Combined production of AISI H13 tool steel using laser-based additive manufacturing and mechanical finishing to increase performance and durability

使用激光增材制造和机械精加工联合生产 AISI H13 工具钢，以提高性能和耐用性

• 批准号: 528603925
• 负责人: Professor Dr. Bernd Breidenstein
• 金额: --
• 依托单位: Fachgebiet Metallische Werkstoffe
• 依托单位国家: 德国
• 项目类别: Research Grants
• 资助国家: 德国
• 项目状态: 未结题
• 来源: https://gepris.dfg.de/gepris/projekt/528603925?language=en
• 关键词: Combined; production; AISI; H13; tool

In industrial applications, hot work tool steels are used for high wear resistance and good thermal shock resistance. The challenge to constantly increase efficiency pushes alloys in die-casting tools to their limits. This fact raises the need for innovative manufacturing processes. Additive manufacturing, due to its unprecedented design potentials, allows the component properties to be adapted to local requirements via tailoring local microstructures. In die-casting tools, high demands are set regarding surface quality. These only can be achieved by additive manufacturing in combination with subsequent milling, which again influences the surface properties. Within the scope of the project applied for, production factors of the combined production chain of additive manufacturing and milling and deep rolling post-treatment are to be elaborated using statistical experimental design. Here, it is intended to establish different material properties. Differently processed conditions will be characterized in detail in terms of their microstructural and mechanical properties and their interrelationships, assessed using response surface methodology. In the further course of the project, specimens with specifically tailored zones of different hardness and tensile strength will be established on top of each other and the transition zone in particular will be extensively investigated. Finally, the specimens will be subjected to thermal fatigue to test the durability of the combined fabricated specimens with locally different properties and finally to assess the overall factor-target correlation using the response surface methodology to eventually allow for transfer of results to other alloy systems.
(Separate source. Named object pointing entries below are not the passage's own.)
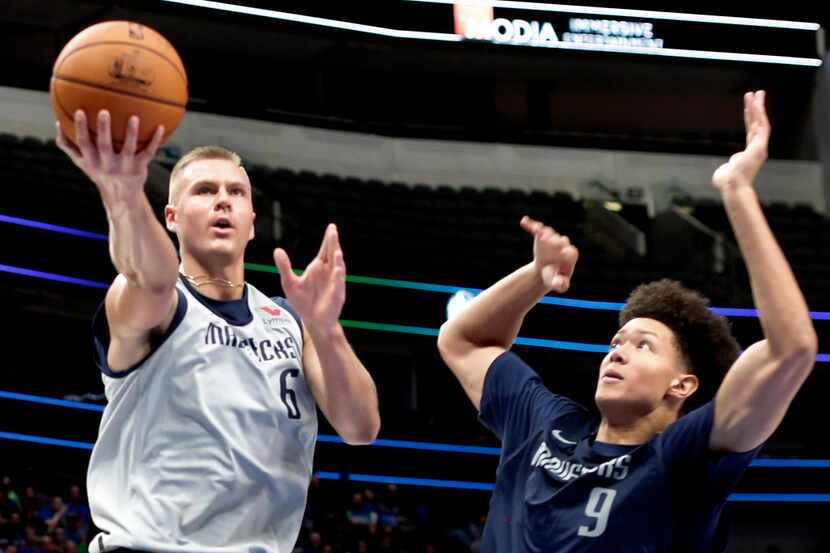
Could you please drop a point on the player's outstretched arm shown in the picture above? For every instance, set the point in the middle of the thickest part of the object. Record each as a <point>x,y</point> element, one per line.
<point>758,389</point>
<point>488,325</point>
<point>142,298</point>
<point>341,385</point>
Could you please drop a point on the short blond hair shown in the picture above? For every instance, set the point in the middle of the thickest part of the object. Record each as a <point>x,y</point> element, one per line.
<point>202,152</point>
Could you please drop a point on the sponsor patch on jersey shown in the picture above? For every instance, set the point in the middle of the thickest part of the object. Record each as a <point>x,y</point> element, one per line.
<point>274,317</point>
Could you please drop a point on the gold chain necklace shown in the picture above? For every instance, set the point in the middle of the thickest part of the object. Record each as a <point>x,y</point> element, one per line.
<point>202,280</point>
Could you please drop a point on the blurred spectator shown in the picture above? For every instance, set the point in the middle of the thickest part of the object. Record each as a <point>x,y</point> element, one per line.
<point>361,513</point>
<point>53,514</point>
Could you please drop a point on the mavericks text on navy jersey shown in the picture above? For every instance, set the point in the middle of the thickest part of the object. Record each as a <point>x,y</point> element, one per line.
<point>559,490</point>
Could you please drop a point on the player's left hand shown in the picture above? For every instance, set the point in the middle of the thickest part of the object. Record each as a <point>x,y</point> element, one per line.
<point>318,295</point>
<point>742,167</point>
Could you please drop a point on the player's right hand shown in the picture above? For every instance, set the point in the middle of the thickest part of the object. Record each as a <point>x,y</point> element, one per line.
<point>119,176</point>
<point>553,255</point>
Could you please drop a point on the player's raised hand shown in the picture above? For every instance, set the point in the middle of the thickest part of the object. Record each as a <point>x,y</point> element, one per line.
<point>319,294</point>
<point>742,167</point>
<point>119,176</point>
<point>554,256</point>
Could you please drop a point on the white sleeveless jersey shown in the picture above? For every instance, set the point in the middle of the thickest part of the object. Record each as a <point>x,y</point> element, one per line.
<point>207,444</point>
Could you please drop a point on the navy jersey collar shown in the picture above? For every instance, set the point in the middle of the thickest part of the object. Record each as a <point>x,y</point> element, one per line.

在工业应用中，热作工具钢具有高耐磨性和良好的抗热震性。不断提高效率的挑战将压铸工具中的合金推向极限。这一事实提出了对创新制造工艺的需求。增材制造由于其前所未有的设计潜力，可以通过定制局部微观结构来适应当地的要求。在压铸工具中，对表面质量提出了很高的要求。这些只能通过增材制造与后续铣削相结合来实现，这又会影响表面特性。在所申请的项目范围内，将采用统计实验设计来详细阐述增材制造和铣削及深轧后处理组合生产链的生产要素。在这里，旨在建立不同的材料属性。不同加工条件将根据其微观结构和机械性能及其相互关系进行详细表征，并使用响应面方法进行评估。在该项目的进一步过程中，将在彼此之上建立具有不同硬度和拉伸强度的专门定制区域的样本，特别是对过渡区域进行广泛研究。最后，样品将受到热疲劳，以测试具有局部不同性能的组合制造样品的耐久性，最后使用响应面方法评估整体因素-目标相关性，最终允许将结果转移到其他合金系统。